There were a number of physician owned hospitals. Here's one compiled list [0] circa 2013. ACA seems to have limited growth of these hospitals [1]. My view with a local flavor of this in Indianapolis (St.V Heart Center) was pretty positive and matches with the WSJ articles assertion. When doctors feel in control and view the hospital as a reflection of their own community - holistically the entire operation embodies and reflects that from the doctors to the nurses to the staff themselves. Similar to how a small-town practice reflects the values of the doctor who runs it and depends on its reputation. Some of these hospitals have been sold off and I've heard nurses and doctors lament of the better times when they felt more autonomy when the doctors made the decisions based on shaping a hospital that they'd like to be admitted to rather than the vision from an MBA.

"Specialty physician-owned hospitals focused on cardiology and cardiac surgery were found to deliver higher-quality care than nonprofit hospitals, with lower rates of hospital readmission or mortality for high-risk surgery. Physician-owned specialty hospitals for orthopedic procedures, such as hip and knee replacements, offered lower costs and higher quality than nonprofit counterparts."

[0] https://www.beckersspine.com/lists/14578-56-physician-owned-...

[1] https://www.wsj.com/articles/end-obamacares-ban-on-physician...


That’s not true. There was a doctor owned clinic in Seattle (The Polyclinic) with multiple locations across the city. A few years ago it was purchased by Optum (United Healthcare), and the standard of care has fallen through the floor.


…and sadly the doctors have been fleeing too, all my doctors have left. Their replacements aren’t bad, but not to the same top notch level of care. The Polyclinic was honestly off the charts excellent, and now it’s just “fine”. In a few more years who knows. The alternatives are unfortunately not better.


1) There is a big difference between a hospital and medical practice, 2) this is a solved problem as it relates to other professional service firm (law firms, investment banks (back in the day)).


> 2) this is a solved problem as it relates to other professional service firm (law firms, investment banks (back in the day)).

How was it solved?


When people are invited to become partners, usually they needed to write a check, but also buy-in over a number of years using a percentage of their earnings, as well as the firm potentially providing financing to buy their partnership interest. On retirement, partners were bought out (in many cases, getting paid out over a time until they were fully bought out)


>When people are invited to become partners, usually they needed to write a check, but also buy-in over a number of years using a percentage of their earnings, as well as the firm potentially providing financing to buy their partnership interest

This doesn't address any of the main problem I brought up, which is that hospitals are capital intensive. "Writing a check" is easy to do when there isn't much capital tied up in the business in the first place, but what do you do when the hospital costs $100M to build and there are 100 doctors? I can't see how the numbers would work out using the methods you described.

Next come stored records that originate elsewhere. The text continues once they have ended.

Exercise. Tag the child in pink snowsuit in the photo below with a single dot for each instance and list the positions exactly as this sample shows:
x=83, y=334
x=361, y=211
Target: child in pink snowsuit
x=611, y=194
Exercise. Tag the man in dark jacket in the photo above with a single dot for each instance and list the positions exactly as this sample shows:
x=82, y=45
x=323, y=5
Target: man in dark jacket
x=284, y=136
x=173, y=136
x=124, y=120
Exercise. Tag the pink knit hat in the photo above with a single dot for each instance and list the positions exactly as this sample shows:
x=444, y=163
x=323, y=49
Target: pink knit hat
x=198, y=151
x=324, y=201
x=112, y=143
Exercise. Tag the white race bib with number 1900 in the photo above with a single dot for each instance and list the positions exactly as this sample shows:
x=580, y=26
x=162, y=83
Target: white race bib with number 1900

See my point 1) medical practices <> hospitals 2) there aren’t many de novo hospitals, so the start from scratch example is not that relevant, but for fun, in your example you borrow $50m and and 25 of the doctors (the partners) pony up $2m (not a crazy amount given that average doctor pay is $300-$500k and these 25 would systems only be in the top quartile and later career


I bet society would figure out how to make it work if the law changed.